The market analysts believe the dip in share price is presenting an attractive buying opportunity for long-term investors.

On the positive side, the airline companies have started experiencing improved demand for air traveling over the past month, thanks to easing social distancing policies. The passenger carriers have also been employing strict health care measures to avoid the virus spread.

U.S. Global Investors report shows that the airline industry is recovering at a robust pace. TSA claims that the number of passengers bounced to 807K last Sunday.

“We believe a return to the post-pandemic high of 863,000 could spur a second big wave of airline equity buying, making now a potentially opportune time to consider getting exposure,” the report shows.

President Donald Trump hinted that more relief is coming for the airline industry because passenger carriers plan to massively slash their workforce to reduce losses. American Airlines announced to cut its 19K workforce in October when the terms tied to the federal aid it received expire.
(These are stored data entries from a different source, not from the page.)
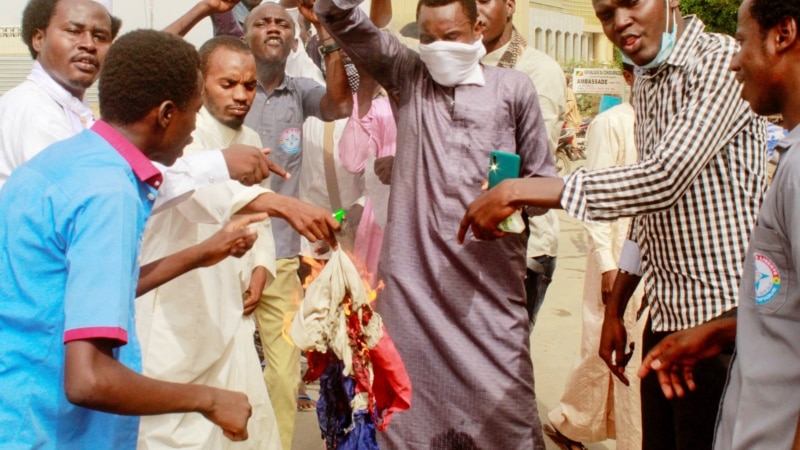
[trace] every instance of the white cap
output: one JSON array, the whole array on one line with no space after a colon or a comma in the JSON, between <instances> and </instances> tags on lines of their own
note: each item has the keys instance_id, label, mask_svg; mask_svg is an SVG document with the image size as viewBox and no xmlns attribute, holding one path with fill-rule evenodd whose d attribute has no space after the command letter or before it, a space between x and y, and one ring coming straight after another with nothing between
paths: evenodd
<instances>
[{"instance_id":1,"label":"white cap","mask_svg":"<svg viewBox=\"0 0 800 450\"><path fill-rule=\"evenodd\" d=\"M108 10L108 13L112 14L111 11L113 9L114 0L94 0L94 1L103 5Z\"/></svg>"}]
</instances>

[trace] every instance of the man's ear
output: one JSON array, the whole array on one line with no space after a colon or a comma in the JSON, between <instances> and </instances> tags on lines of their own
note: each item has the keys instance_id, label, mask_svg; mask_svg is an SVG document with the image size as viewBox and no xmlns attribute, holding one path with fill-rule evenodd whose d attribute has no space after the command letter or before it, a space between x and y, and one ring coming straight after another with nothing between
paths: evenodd
<instances>
[{"instance_id":1,"label":"man's ear","mask_svg":"<svg viewBox=\"0 0 800 450\"><path fill-rule=\"evenodd\" d=\"M622 71L622 78L625 79L625 84L633 86L633 74L630 72Z\"/></svg>"},{"instance_id":2,"label":"man's ear","mask_svg":"<svg viewBox=\"0 0 800 450\"><path fill-rule=\"evenodd\" d=\"M472 32L475 35L476 39L479 39L481 36L483 36L483 28L484 28L483 22L481 22L480 20L475 21L475 28L472 30Z\"/></svg>"},{"instance_id":3,"label":"man's ear","mask_svg":"<svg viewBox=\"0 0 800 450\"><path fill-rule=\"evenodd\" d=\"M31 47L33 50L36 51L38 55L39 52L42 51L42 46L44 45L44 30L41 28L37 28L36 31L33 32L33 36L31 37Z\"/></svg>"},{"instance_id":4,"label":"man's ear","mask_svg":"<svg viewBox=\"0 0 800 450\"><path fill-rule=\"evenodd\" d=\"M297 52L297 48L298 48L298 45L299 45L299 43L297 41L299 41L300 38L292 38L292 39L294 41L294 43L292 44L292 51L293 52Z\"/></svg>"},{"instance_id":5,"label":"man's ear","mask_svg":"<svg viewBox=\"0 0 800 450\"><path fill-rule=\"evenodd\" d=\"M169 124L172 123L172 116L175 114L176 109L177 106L172 100L167 100L158 105L158 126L166 130Z\"/></svg>"},{"instance_id":6,"label":"man's ear","mask_svg":"<svg viewBox=\"0 0 800 450\"><path fill-rule=\"evenodd\" d=\"M516 11L517 11L517 0L506 0L506 14L508 14L509 20L511 20Z\"/></svg>"},{"instance_id":7,"label":"man's ear","mask_svg":"<svg viewBox=\"0 0 800 450\"><path fill-rule=\"evenodd\" d=\"M784 17L772 28L775 39L775 53L781 54L798 43L797 21L791 17Z\"/></svg>"}]
</instances>

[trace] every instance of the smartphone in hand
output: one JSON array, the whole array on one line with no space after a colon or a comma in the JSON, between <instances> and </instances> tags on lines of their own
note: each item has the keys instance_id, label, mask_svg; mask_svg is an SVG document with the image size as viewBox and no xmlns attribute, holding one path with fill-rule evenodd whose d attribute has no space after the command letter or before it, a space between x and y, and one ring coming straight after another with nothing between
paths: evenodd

“We’ll be helping the airlines, you have to help the airlines, it’s a tough business always is. Airlines are a tough business in good times and we are about ready to get back to good times” Donald Trump said.

American Airlines stock

American Airlines stock is currently trading around $13, down sharply from the 52-week high of $31 a share that it had hit early this year. The stock could remain under pressure in the short-term according to market analysts. This because of the high debt level and strong cash burn rate.

“Relief from a payroll support extension appears priced into American’s shares, but that would not address its capital-structure challenge,” warns the German firm. The firm has provided $13 price target for American Airlines stock.